Die Zukunft der Gewährleistung einer Versorgungssicherheit Strom liegt also in dem Ausbau eines weiträumigen Stromtransportnetzes und nicht in nationalen Stromnetzen einzelner Mitgliedsstaaten, die sprichwörtlich ihr eigenes Süppchen kochen. Dazu braucht es allerdings Netzverbesserungen und den Neubau von Leitungen, die ein stärkeres Netz gewährleisten können.

Noch werden Kraftwerke benötigt

Falls eine Versorgung durch Wind und Sonne mal nicht möglich ist, in einer sogenannten „Dunkelflaute“, werden aktuell noch regelbare Kraftwerke benötigt. Sie sind in erster Linie dazu da, Stromausfälle zu verhindern, indem die fehlende Energie ausgeglichen wird. Zwar wird so die Versorgungssicherheit Strom gewährleistet, jedoch ist der generierte Strom vergleichsweise teuer und vor allem klimaschädlich wegen des zusätzlichen CO2 Ausstoßes. Außerdem sind diese Anlagen nur zeitweise am Netz, was nicht gerade für deren Wirtschaftlichkeit spricht.

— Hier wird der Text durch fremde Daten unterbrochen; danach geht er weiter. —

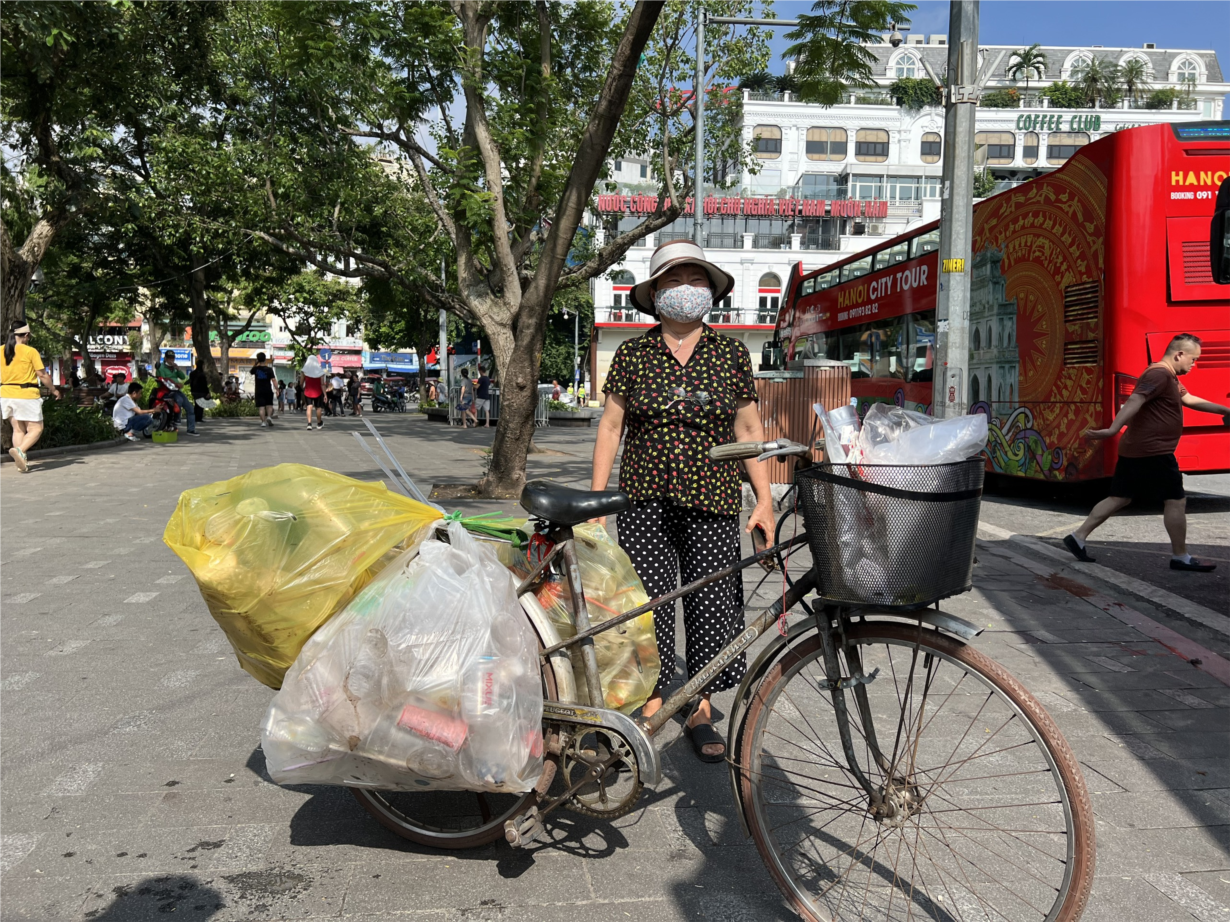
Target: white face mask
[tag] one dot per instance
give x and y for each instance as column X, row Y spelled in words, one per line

Hier kann ein europäischer Netzverbund die Lösung sein. Dabei könnten diese regelbaren Kraftwerke von mehreren EU-Staaten genutzt werden. Die Anlagen wären besser ausgelastet und insgesamt wären auch weniger davon nötig. Wie etwa bei einer Fahrgemeinschaft, bei der nicht jeder einzeln mit dem eigenen Auto fahren muss.

Speichertechnologie noch nicht reif genug

Egal, ob Batterie- oder auch Gasspeicher, aktuell sind die Systeme noch nicht wirtschaftlich genug, um sie im großen Stil zu betreiben und so die jeweiligen Netze zu stabilisieren. Abhilfe schaffen kann hier, ähnlich wie bei den geteilten Kohlekraftwerken, das Teilen von Überschüssen. Hierdurch kann ebenfalls eine Versorgungssicherheit gewährleistet werden. Grenzüberschreitende Netze müssen dazu gestärkt werden, sodass eventuell fehlender Strom in einem Land durch die Produktion eines anderen EU-Staates ausgeglichen werden kann. Die Energie wird dann dort abgegriffen, wo sie gerade günstig erzeugt wird.

Die Zukunft liegt wohl in der Mischung mehrerer Methoden. Die Energieerzeugung mittels erneuerbarer Energien sollte ganz klar das Ziel sein. Jedoch müssen hier durch ein gemeinschaftliches Handeln der EU, Engpässe ausgeglichen und vermieden werden. Das ist jedoch nur dann möglich, wenn man auf bessere Stromleitungen und gestärkte Netze zurückgreifen kann. Erst dann ist es möglich, dass nach und nach eine fossile Energieproduktion abgeschafft werden kann und der Weg komplett frei ist für regenerative Strom- und Wärmeerzeugung. Die Umwelt wird es uns danken, denn es ist höchste Zeit, dass aus unserem Umdenken konkretes „Handeln“ wird.